Midway through the dual, the Quakers were only up 9-6, but the winds quickly turned in their favor, as they took home the remaining five bouts on their way to victory.
First, at 165 pounds, the Quakers’ Casey Kent defeated fellow true freshman Devon Gobbo, 7-5, reversing the situation after falling behind 4-0 early on.
“I was [really] happy with Casey’s match just because he’s [an] 18-year-old freshman, down four to nothing, and just stuck with the game plan, stuck with what he did well,” Eiter said. “Casey just plugged it away — there was plenty of time left and he didn’t force anything.”
Penn sophomore Ian Korb (174) then took revenge over Cameron Croy — who had defeated him twice in the past — with a 2-0 victory, thanks to an escape and riding time.
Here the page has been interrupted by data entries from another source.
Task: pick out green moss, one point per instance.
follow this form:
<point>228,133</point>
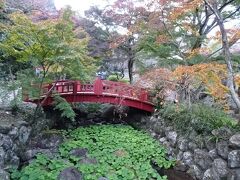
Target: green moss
<point>121,153</point>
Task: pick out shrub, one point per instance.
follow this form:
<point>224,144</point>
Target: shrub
<point>113,78</point>
<point>201,118</point>
<point>116,79</point>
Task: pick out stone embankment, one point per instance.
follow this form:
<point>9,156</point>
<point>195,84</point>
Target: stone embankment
<point>212,157</point>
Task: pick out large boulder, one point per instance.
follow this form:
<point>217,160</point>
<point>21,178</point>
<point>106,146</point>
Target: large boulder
<point>47,140</point>
<point>24,134</point>
<point>235,141</point>
<point>202,158</point>
<point>4,175</point>
<point>234,159</point>
<point>2,155</point>
<point>220,168</point>
<point>70,173</point>
<point>171,136</point>
<point>79,152</point>
<point>223,149</point>
<point>187,158</point>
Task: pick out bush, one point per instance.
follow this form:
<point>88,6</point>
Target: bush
<point>116,79</point>
<point>113,78</point>
<point>201,118</point>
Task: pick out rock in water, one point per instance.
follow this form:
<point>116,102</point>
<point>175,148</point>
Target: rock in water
<point>70,173</point>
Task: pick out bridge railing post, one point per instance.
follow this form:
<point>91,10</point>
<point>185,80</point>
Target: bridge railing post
<point>98,86</point>
<point>75,87</point>
<point>143,95</point>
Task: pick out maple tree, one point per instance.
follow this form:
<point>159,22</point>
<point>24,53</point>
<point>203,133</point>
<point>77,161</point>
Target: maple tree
<point>52,45</point>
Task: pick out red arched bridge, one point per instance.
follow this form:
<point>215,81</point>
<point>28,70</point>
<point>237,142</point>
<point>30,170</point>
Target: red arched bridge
<point>101,91</point>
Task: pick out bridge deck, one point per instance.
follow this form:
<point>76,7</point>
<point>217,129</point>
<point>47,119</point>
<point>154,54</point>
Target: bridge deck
<point>101,91</point>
“Korb’s had a little bit of a rollercoaster season … and beating the kid that had beaten him earlier in the year is important for Ian,” Eiter said. “It’s important because that weightclass in our class is wide open; there isn’t one guy that’s really separated himself from the pack.”
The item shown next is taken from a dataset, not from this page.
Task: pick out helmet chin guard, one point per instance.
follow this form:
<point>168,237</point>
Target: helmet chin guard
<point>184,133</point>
Later in the day, the Quakers were victorious in all but one match against the Bears, easily winning the dual, 35-4.
And for a team that has one precise goal in mind, namely the NCAA Championships at Des Moines, Iowa from March 21-23, the recent successes make the future look bright. But to Bethea, the season is all about improving.
“I’m slowly getting better and better and that’s the brightest thing about it,” he said. “As I continue to go on throughout the season, I’m seeing myself execute my moves a little better.”